Tested the one internal 1g jaz drive as an external setup with an ATX power supply and a ribbon-to-din adapter. My Mac SE/30 properly recognized the drive and its SCSI ID (6) and even recognized that there was a disk inserted! SCSIprobe didn't report any SCSI termination issues and my other SCSI devices were working fine (I had a zip drive connected on ID 5, and no, it was not terminating the chain, the terminator switch was off on the zip drive).

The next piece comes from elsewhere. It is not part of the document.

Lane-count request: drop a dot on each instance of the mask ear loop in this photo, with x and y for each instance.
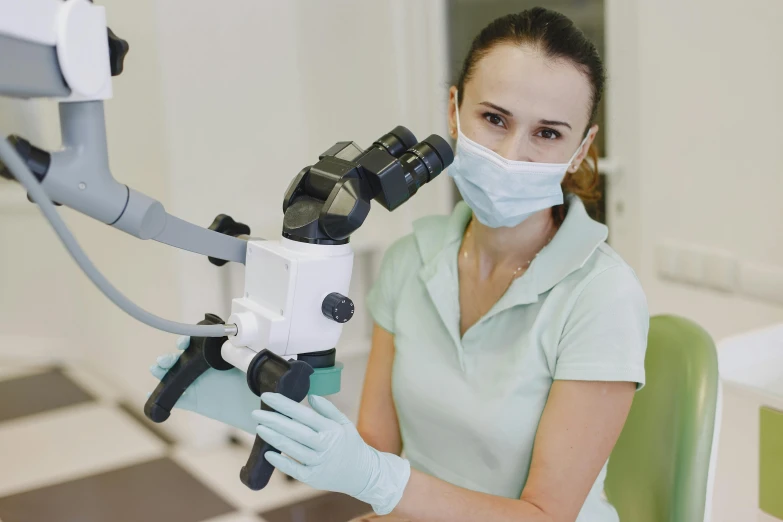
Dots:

But that's where the good news stopped. It did a lot of clicking, eventually it would say the disk needed initialized. When I tried to initialize it, it would mess about for a bit and then come back with the CD icon and tell me the disk was write protected. I know for a fact it is not write protected, as I had used the disk in my 2g external jaz drive successfully. I tried other disks, I tried removing the CD driver (extension), thinking maybe it was interfering with the iomega driver. But it was not. Among my many attempts, I even tried it without the disk inserted and it would recognize the drive. Due to the clicking (is that click of death? is that even a jaz drive thing, as I thought that was a zip drive thing?!?) and the refusal to see the disk as writable means something is wrong with the drive. As far as I understand, jaz drives can be write protected using the jaz tools software, but I don't have anything with that software running. Also, the disk was writable in my 2g jaz drive, so I think it is this drive.
I'll uninstall the other internal jaz drive for testing later. I'm not expecting it to work either.
On the good side, I discovered an old IBM SCSI CDROM drive that I bought a while back while I was looking for an adapter. The drive works like a charm with my SE/30 and it is dead silent when running (not like some of the later drives that sounded like aircraft taking off). So... yay!?!